With the wide-ranging changes in the telecom area internationally, the international organizational structure has also changed considerably. In the former system of national monopoly operators, the international relationships were of a correspondent character with ITU as the international organization in which not only recommendations for standards were elaborated but also agreements were reached on the basis of which international tariffs were bi-nationally agreed (the accounting rate system). Currently, the organizational ‘picture’ is much more complex. In the standards area, a host of international industry consortia have been created[1]; Internet has its own set of organizations centered on the Internet Society and the Internet Engineering task Force (IETF); and, WTO has also played a role, especially in the 1990s in relation to the Uruguay Round of negotiations. In this ‘picture’, the influence of developing countries is relatively small. Under the former system, it was also the stronger nations and players that dominated international relations, but the present multi-faceted and complex system is even more difficult for developing countries to influence[2].
A case in point is ICANN, the Internet Corporation for Assigned Names and Numbers. ICANN is a California-based non-profit corporation, contracted by the US Government to assume responsibility for space allocation of IP addresses, protocol parameter assignment, domain name system management and root server system management[3]. User representation in ICANN is continuously being discussed and was actually reduced in 2002[4]. The discussion on user and public representation is not especially related to developing countries. There are, however, different developing countries that have protested against the US centric character of the management of the Internet, among them China and Iran. Furthermore, the European Union has also been critical of the manner in which the Internet is managed presently. The main criticism is that ICANN should be brought under the rule of some kind of international law, as ICANN is an international regulatory organization in the Internet area[5]. The counter argument is that this could risk making procedures more bureaucratic and that there is a danger that countries wanting to censure content on the Internet would gain influence. The present result of these discussions is a decision from November 2005 to establish an Intergovernmental Forum to discuss all Internet issues but to retain the arrangement with ICANN as an organization based on a contract with the US Government and under the Californian law.
The ICANN construction and the root server system that it manages is a clear example of the difficulties for public organizations to gain influence on Internet developments. From a developing country point of view, the Internet is very US centric with 10 of all 13 root file servers on a global scale located in the US and Internet traffic centered very much on the US. There are good historical reasons for this, but it nevertheless illustrates the difficulties for developing countries and their regulatory organizations to gain influence on communication developments, which are vital also for them.
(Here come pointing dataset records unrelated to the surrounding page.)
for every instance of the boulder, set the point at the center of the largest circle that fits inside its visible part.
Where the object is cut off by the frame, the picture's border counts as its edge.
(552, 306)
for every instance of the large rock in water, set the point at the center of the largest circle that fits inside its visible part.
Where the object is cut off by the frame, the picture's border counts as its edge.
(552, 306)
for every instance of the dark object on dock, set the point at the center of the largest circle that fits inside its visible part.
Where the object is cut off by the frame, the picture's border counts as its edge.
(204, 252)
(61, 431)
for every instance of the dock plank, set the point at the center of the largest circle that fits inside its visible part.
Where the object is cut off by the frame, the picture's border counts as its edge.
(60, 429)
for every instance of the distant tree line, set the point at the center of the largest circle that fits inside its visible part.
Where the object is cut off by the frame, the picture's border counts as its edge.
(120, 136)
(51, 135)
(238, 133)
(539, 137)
One of the implications of this is that, while interconnection principles for international PSTN traffic dictate each side involved in a transaction to pay for a half circuit, the arrangement in Internet traffic is that the country or region wanting to connect to another country or region must pay the full costs. This situation makes African Internet backbone operators, for instance, subsidize the connectivity costs for international backbone providers to the extent that the current burden of paying international bandwidth costs by African operators are estimated to cost the continent between $250 and $500 million a year.
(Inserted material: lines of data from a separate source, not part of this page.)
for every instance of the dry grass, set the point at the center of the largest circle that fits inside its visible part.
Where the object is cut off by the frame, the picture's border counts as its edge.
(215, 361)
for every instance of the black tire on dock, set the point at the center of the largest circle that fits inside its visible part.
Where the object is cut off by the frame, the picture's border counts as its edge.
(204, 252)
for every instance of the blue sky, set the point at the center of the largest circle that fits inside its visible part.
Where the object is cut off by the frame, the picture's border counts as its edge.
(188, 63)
A further point to be mentioned is that when operators become international in the sense that they own communication infrastructures in different countries, their bargaining position in relation to national regulators will strengthen. This phenomenon applies to most countries but will apply specifically to economically weaker countries. All in all, the challenges for regulatory organizations to act in an increasingly international communications environment are significant, taking the shifting relations between national and international aspects of electronic communications into consideration. One way of dealing with this development is to improve the cooperation between regulatory agencies in different regional contexts and internationally. In the southern part of Africa, there is such cooperation in TRASA (Telecommunications Regulators of Southern Africa). The same applies to Latin America with Regulatel (Foro Latinoamericano de Entes Reguladores de Telecomunicaciones). This kind of south-south cooperation is one of the ways forward alongside working for the improvement of the influence on the different kinds of international organizations.
ENDNOTES
[1] See sub-section on standardisation in the present study.
[2] This has, for instance been pointed out by Richard Hawkins, Robin Mansell and Edward Steinmueller: ‘Liberalization and the Process and Implications of Standardization’, in Robin Mansell and Edward Steinmueller: ‘Mobilizing the Information Society’, Oxford University Press, 2002.
[3] For an elaborate introduction to ICANN, see Milton Mueller: ´Ruling the Root: Internet Governance and the Taming of Cyberspace’, The MIT Press, 2002.
[4] At a public ICANN meting in Accra Ghana in 2002 it was decided to reduce direct user participation. See Hans Klein: ‘ICANN Reform: Establishing the Rule of Law’, a policy analysis prepared for The World Summit on the Information Society, Tunis, 16-18 November 2005, Internet & Public Policy Project, Georgia Institute of technology.
[5] This case is well presented in the policy analysis by Hans Klein: Op.cit.